Walther von der Vogelweide, Philippston (L 18,29): Diu krône ist elter 1. Stollen (v. 1-3): Die Krone ist älter als Philipp, dennoch hat der damalige Schmied sie genau passend für den jetzigen Träger, Philipp, gemacht. 2. Stollen (v. 4-6): sie, die Krone und Philipp, passen so gut zueinander, dass niemand sie trennen soll. Abgesang (v. 7-12): Philipp unter der Krone: eine Augenweide für alle Fürsten. Wer jetzt noch an ihm zweifelt, achte auf den Waisen, den Solitär in der Krone, und folge diesem leitesterne (vgl. die Erzählung von den drei Weisen aus dem Morgenland: „wir haben seinen Stern gesehen und sind gekommen, ihn anzubeten.“ Evangelium nach Matthäus, cap. 2).

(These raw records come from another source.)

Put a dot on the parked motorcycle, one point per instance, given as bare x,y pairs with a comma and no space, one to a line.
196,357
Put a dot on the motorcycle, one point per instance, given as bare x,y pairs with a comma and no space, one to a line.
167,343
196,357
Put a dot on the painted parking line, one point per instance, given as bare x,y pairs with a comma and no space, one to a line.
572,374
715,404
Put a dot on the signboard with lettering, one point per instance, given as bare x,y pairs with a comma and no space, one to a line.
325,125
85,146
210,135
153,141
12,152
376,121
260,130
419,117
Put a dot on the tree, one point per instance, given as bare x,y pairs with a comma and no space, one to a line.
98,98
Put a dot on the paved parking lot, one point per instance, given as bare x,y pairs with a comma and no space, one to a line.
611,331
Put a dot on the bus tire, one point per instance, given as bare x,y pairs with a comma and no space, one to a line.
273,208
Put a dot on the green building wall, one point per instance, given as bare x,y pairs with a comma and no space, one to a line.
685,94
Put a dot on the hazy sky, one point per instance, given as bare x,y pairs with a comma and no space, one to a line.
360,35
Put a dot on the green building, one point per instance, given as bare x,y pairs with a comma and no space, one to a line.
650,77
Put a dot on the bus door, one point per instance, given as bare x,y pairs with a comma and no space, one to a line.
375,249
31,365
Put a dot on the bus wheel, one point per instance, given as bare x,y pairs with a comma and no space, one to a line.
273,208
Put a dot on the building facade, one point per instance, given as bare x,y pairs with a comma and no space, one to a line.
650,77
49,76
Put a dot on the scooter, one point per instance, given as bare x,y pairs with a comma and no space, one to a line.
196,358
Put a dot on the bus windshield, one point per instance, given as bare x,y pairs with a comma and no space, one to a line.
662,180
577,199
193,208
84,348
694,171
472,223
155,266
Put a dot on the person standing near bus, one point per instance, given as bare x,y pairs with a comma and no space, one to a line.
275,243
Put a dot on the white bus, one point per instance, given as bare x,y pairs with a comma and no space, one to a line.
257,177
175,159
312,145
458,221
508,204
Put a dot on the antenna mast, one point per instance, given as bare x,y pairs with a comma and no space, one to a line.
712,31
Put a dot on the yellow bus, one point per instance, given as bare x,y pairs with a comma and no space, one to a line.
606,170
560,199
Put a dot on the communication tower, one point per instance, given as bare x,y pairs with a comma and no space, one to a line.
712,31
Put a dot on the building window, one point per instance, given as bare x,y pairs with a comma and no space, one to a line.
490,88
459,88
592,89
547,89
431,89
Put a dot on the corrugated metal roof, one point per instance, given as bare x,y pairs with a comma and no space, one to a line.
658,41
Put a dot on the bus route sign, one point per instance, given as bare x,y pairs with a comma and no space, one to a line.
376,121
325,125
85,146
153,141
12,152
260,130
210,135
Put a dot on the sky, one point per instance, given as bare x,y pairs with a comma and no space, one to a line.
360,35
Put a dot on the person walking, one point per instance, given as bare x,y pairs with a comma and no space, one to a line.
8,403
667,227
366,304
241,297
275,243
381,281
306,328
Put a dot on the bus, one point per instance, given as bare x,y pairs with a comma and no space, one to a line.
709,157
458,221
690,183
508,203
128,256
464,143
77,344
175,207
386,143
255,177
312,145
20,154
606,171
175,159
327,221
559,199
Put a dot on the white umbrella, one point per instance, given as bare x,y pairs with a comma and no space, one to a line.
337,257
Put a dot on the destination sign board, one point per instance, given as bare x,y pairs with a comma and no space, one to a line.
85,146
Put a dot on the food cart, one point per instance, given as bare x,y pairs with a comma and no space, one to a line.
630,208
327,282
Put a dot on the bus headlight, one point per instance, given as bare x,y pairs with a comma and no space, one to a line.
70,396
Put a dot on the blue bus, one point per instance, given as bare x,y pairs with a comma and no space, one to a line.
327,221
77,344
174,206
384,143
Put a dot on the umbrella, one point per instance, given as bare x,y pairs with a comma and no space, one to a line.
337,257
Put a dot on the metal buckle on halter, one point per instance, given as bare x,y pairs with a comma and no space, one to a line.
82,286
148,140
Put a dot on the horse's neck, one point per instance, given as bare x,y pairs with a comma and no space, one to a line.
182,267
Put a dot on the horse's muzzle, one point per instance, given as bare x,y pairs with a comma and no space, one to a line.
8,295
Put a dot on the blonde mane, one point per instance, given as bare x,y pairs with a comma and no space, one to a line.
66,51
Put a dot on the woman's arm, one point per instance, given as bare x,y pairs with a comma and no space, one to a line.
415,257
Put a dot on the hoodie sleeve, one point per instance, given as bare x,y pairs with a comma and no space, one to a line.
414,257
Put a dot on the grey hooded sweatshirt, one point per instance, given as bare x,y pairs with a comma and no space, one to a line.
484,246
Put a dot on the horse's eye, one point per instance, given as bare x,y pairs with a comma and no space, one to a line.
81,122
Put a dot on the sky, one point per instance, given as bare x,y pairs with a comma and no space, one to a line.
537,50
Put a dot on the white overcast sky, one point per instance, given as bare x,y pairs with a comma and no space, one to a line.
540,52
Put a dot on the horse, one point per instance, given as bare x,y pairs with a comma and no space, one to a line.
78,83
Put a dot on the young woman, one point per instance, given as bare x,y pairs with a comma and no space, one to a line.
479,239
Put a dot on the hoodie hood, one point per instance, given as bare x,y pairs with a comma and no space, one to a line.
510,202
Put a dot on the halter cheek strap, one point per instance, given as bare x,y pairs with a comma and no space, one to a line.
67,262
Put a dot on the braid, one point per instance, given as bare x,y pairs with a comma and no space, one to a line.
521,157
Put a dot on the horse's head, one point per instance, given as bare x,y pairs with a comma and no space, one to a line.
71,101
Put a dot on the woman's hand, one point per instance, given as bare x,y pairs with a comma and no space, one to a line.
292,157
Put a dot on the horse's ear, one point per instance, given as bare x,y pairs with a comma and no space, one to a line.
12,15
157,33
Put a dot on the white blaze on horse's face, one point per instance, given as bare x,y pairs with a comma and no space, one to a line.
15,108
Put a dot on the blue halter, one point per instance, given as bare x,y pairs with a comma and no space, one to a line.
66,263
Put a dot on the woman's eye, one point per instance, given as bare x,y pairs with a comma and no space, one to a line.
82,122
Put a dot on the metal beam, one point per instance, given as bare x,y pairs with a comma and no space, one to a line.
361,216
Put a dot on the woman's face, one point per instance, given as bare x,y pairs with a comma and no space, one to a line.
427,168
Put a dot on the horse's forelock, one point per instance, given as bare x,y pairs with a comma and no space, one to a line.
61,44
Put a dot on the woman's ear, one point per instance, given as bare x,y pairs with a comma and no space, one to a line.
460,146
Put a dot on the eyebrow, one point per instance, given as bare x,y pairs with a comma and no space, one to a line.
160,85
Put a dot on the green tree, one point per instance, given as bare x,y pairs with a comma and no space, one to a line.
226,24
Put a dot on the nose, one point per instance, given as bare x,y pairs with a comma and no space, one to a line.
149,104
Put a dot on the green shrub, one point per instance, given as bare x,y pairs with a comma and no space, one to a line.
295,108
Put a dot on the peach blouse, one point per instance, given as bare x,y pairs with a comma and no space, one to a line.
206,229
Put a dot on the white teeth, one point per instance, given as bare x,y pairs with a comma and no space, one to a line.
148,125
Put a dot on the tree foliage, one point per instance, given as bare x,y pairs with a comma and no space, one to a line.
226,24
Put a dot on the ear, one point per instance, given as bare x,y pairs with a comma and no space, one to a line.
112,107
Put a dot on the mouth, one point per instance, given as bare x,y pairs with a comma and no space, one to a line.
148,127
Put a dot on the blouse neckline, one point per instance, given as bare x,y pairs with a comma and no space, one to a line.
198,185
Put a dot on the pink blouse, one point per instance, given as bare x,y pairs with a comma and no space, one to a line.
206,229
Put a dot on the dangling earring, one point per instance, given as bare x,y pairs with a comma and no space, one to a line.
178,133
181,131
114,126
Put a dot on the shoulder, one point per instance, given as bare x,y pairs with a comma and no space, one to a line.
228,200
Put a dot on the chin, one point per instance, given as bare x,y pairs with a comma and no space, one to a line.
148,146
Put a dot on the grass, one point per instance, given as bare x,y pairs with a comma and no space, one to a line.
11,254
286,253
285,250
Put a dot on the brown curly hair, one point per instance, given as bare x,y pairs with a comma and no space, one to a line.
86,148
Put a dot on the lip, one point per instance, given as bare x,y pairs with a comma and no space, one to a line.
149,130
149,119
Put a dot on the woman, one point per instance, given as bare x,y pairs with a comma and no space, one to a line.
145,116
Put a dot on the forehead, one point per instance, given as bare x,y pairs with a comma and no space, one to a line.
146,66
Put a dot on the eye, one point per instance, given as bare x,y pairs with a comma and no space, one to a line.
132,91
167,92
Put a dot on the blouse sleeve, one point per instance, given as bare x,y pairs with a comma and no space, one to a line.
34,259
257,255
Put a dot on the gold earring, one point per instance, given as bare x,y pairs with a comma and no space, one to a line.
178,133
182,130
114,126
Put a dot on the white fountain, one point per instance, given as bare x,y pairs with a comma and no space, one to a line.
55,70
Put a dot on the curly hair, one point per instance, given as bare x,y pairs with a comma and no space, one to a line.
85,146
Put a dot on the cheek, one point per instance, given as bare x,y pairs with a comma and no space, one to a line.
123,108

Walther von der Vogelweide, Philippston (L 19,5): Ez gienc eines tages Weihnachtsmesse 1198 im Magdeburger Dom. Philipp, eins keisers bruoder (Bruder Kaiser Heinrichs VI.,† 1197 ) und eins keisers kint (Sohn Kaiser Friedrichs I. Barbarossa): drei in einem Gewand (Vorstellung einer weltlichen -> Trinität). Seine Gemahlin: Irene/Maria, Tochter des Kaisers von Byzanz. Symbole der Jungfrau Maria: Rose ohne Dornen; Taube ohne Galle. Die Fürsten in der Rolle der drei Weisen aus dem Morgenlande (vgl. Mt. 2).

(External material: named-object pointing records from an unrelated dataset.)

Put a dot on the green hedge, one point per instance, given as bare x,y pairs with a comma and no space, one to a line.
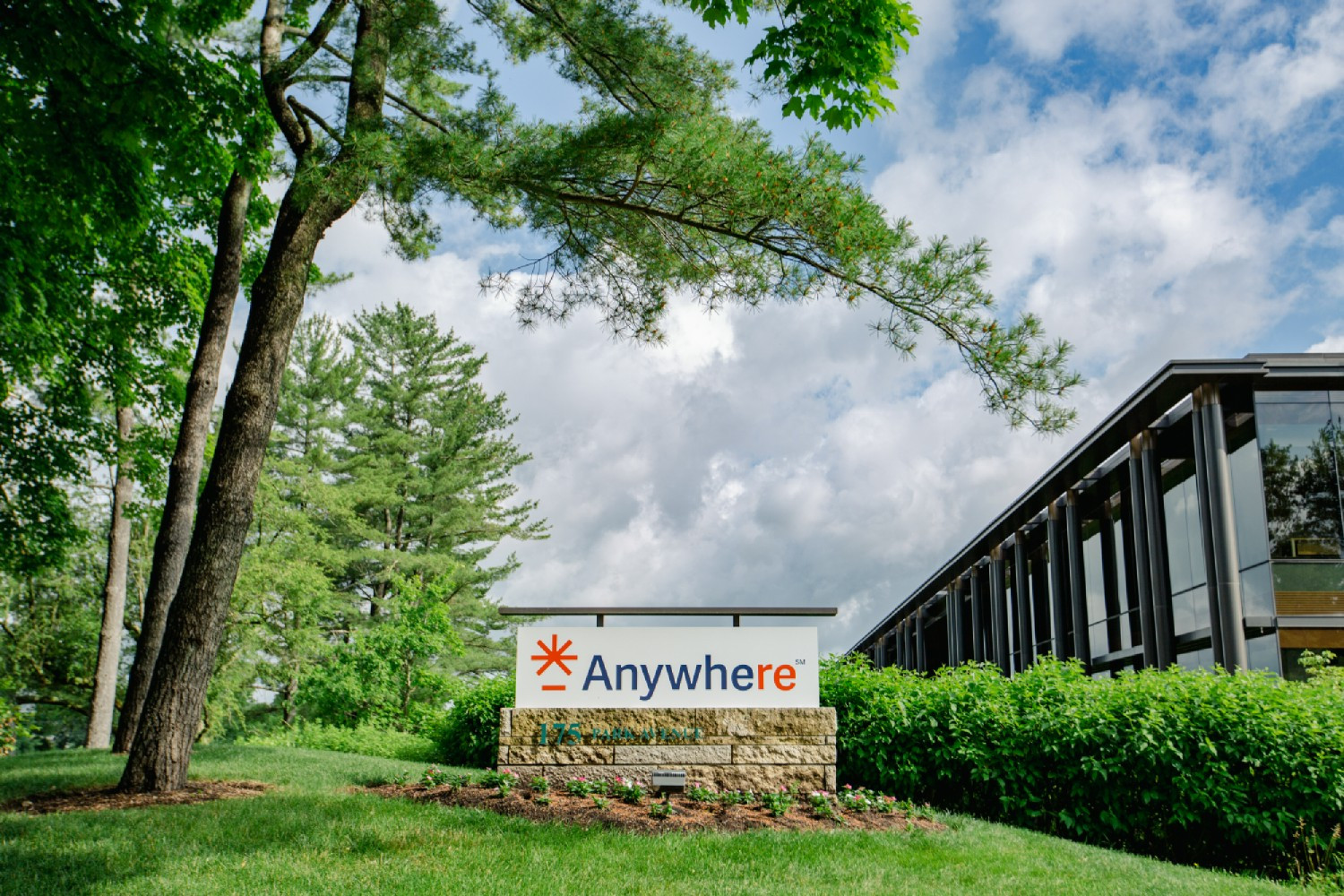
367,740
470,732
1191,766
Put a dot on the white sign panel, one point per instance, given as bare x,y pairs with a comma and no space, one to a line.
667,667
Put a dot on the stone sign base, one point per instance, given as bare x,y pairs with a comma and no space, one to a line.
725,748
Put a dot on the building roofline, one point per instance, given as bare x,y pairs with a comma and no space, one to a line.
1161,392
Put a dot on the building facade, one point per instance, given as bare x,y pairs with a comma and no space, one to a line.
1202,524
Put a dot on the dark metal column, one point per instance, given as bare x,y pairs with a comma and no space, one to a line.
1164,637
1058,581
1021,600
954,627
1142,567
1206,528
1077,582
1218,521
921,653
978,641
1110,579
999,611
949,611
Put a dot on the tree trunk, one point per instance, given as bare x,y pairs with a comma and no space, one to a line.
188,457
319,194
113,595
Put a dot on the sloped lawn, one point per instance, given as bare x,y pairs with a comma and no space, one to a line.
317,831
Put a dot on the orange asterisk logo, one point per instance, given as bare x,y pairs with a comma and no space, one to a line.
554,654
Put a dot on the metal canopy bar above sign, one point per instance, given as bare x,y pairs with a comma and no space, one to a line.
601,613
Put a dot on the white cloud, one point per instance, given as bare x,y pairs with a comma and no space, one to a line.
785,455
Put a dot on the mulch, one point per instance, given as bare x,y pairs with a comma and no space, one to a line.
688,817
101,798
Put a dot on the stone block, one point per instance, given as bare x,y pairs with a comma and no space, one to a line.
768,723
527,721
561,755
672,755
782,754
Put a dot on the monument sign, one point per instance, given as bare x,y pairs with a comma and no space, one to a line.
734,708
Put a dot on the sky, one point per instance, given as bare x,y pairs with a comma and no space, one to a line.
1155,180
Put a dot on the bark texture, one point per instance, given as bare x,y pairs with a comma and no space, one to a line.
188,457
317,196
113,598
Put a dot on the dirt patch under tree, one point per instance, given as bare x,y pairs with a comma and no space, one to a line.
99,798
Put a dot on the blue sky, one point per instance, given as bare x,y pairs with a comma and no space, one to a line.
1155,180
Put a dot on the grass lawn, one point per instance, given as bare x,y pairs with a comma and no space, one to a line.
309,836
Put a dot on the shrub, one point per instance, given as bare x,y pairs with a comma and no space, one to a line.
779,802
1190,766
631,791
470,734
367,740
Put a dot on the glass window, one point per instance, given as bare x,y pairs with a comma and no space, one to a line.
1190,610
1257,591
1094,573
1300,466
1262,651
1185,543
1249,505
1196,659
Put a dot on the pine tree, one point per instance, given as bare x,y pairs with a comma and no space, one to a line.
426,457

Kaiserkrone Ottos I., 10.Jh. Ansicht von schräg vorne Wien, Schatzkammer der Hofburg. Christus als Weltenrichter zwischen zwei Cherubim. Beischrift: Per me reges regnant

Kaiserkrone Ottos I., 10.Jh. Seitenplatte:Christus als Weltenrichter. Per me reges regnant Wien, Schatzkammer der Hofburg

Kaiserkrone Ottos I., 10.Jh. Seitenplatte: Rex David. Spruchband: Honor regis iudicium diligit. Wien, Schatzkammer der Hofburg

Kaiserkrone Ottos I., 10.Jh. Seitenplatte: Rex Salomon. Mit Spruchband Wien, Schatzkammer der Hofburg

Zusammenfassung: Minnesang und Sangspruch Frühe Texte: Donauländischer Minnesang, um 1150-70. Ab etwa 1170 Kontakte mit der Lyrik der Romania (Trobadors; Trouvères). Übernahme des Modells der „Hohen Minne“, des Tagelieds, der Kanzonenform. Zahlreiche Kontrafakturen (Übernahme der Strophenform und Melodie) aus der romanischen Lyrik). Ab etwa 1180/90 interne Gattungsentwicklung der deutschsprachigen Liebeslyrik.

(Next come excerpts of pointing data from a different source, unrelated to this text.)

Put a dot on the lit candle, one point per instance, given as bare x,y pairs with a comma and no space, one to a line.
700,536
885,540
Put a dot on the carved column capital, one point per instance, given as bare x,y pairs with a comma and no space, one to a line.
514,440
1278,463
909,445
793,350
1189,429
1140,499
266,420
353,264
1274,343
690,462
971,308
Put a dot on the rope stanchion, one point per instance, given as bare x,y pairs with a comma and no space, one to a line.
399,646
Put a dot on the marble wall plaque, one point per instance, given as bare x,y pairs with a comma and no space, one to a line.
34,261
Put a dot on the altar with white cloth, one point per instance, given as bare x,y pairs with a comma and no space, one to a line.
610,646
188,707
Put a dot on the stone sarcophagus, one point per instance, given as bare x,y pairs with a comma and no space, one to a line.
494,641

Sangspruchdichtung (s. RLW; Tervooren, Sangspruchdichtung) Träger: fahrende Sänger, „Künstlerproletariat“. Entlohnung je nach Anlass und publizistischer Wirkung. Form: in der Frühzeit Langzeilenstrophen (Autoren: Herger, Spervogel, s. VL); Bald (gegen 1180) wird die auch im Minnesang vorherrschende Kanzonenform übernommen. Ausbau der Gattung in formaler und thematischer Hinsicht durch Walther von der Vogelweide. Weiterwirken der Gattung bis ins 15. Jh. Töne (Melodien) der Alten Meister des Sangspruchs werden im Meistergesang (15.-17. Jh.) übernommen und weitergeführt.